Chronique d’un recul annoncé donc. Point n’était besoin d’être devin pour l’anticiper. Le principe d’obsolescence programmée vient d’être appliqué aux enseignements dits « secondaires » par ce gouvernement. Les langues régionales sont une des variables d’ajustement de ses économies d’échelle. Leur mise à mort a commencé.
Coefficients de la discipline dérisoires, mise en concurrence avec d’autres matières, non valorisation des filières bilingues provoquent l’inévitable recul. Dans les faits, entre regroupements de classes intempestifs sous prétexte d’économie budgétaire, effectifs d’option en chute libre et aspect confidentiel de l’enseignement de spécialité, c’est à une véritable mise en coupe réglée de l’enseignement des langues régionales à laquelle nous assistons.

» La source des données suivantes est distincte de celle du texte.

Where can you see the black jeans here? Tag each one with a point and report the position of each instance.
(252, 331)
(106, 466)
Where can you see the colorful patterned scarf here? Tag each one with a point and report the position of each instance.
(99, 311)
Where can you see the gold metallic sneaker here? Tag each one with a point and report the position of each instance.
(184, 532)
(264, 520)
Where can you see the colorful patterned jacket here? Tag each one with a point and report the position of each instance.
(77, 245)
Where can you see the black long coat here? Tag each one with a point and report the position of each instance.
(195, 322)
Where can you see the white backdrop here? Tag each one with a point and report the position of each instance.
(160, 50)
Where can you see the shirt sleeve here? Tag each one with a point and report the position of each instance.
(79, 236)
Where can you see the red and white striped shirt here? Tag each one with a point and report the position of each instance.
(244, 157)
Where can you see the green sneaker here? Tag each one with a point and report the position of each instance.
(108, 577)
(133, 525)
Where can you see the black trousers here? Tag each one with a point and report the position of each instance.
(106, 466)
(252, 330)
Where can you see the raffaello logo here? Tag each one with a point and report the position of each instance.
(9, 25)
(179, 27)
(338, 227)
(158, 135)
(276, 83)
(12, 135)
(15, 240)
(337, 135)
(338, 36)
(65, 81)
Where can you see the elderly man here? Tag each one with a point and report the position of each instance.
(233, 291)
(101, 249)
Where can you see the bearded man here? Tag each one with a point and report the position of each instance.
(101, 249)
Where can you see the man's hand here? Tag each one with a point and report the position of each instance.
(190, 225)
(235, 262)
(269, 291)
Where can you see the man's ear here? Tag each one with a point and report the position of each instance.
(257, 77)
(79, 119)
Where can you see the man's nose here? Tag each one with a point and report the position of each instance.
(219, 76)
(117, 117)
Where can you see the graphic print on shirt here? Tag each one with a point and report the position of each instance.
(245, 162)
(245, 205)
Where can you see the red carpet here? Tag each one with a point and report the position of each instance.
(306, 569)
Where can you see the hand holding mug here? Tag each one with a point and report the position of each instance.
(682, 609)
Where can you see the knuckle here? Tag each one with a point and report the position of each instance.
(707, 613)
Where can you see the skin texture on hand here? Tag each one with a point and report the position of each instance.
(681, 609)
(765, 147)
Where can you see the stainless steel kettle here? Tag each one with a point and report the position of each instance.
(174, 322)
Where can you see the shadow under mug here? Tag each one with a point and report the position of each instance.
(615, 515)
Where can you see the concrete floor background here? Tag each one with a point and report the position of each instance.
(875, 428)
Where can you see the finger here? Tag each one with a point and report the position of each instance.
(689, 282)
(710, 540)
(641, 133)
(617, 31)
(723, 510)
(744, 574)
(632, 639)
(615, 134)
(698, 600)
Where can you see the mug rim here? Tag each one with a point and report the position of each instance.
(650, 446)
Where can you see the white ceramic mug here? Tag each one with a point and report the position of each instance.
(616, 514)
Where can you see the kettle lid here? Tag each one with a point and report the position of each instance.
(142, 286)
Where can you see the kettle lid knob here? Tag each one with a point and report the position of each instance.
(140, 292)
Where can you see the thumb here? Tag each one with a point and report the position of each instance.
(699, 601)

Pour le collectif, il est hors de question de demeurer passif face à ce que nous considérons être le début d’un véritable démantèlement de l’enseignement LCC, général ou bilingue, surtout à un moment où des résultats prometteurs commençaient à être enregistrés avant la réforme. La volonté délibérément linguicide du gouvernement doit rencontrer la plus ferme opposition de tous.
Nos collègues du Continent tirent la même sonnette d’alarme et sont farouchement opposés à la réforme qui, mêmes causes mêmes effets, produit ses funestes effets outre-Méditerranée (suppressions de postes, réduction massive d’heures d’enseignement, chute des effectifs.) Le collectif « Pour que vivent nos langues », suite à une lettre adressée au Président de la République et signée par 105 parlementaires, va être reçu par le Ministre de l’EN. Partout en France se dérouleront des manifestations lors d’une journée d’action prévue pour le samedi 10 octobre.
Le collectif STC, AILCC, APC, SNALC, « Parlemu corsu ! » appelle à soutenir cet élan salutaire ce jour-là, devant le Rectorat d’Aiacciu. Il va demander, par ailleurs à être reçu par les autorités de tutelle et les représentants politiques de l’île dans le droit fil de son action menée lors de ces derniers mois.
Illustration par la situation de quelques lycées
Jeanne d’Arc, Bastia. La régression progressive des effectifs de cinquième, depuis la réforme du collège de 2015, avec l’introduction de la LV2 fait que l’établissement est passé de 50 élèves en LCC (deux classes de 25) à 40, puis 30… Pour la première fois depuis vingt ans les effectifs passent sous la barre des 25 et seule demeure une cinquième de 21 élèves. Le corollaire de cette situation est la diminution en aval des cohortes de 4e et 3e et bien sûr de celles des lycées. Les effectifs du lycée sont déjà maigres. L’avenir s’assombrit singulièrement.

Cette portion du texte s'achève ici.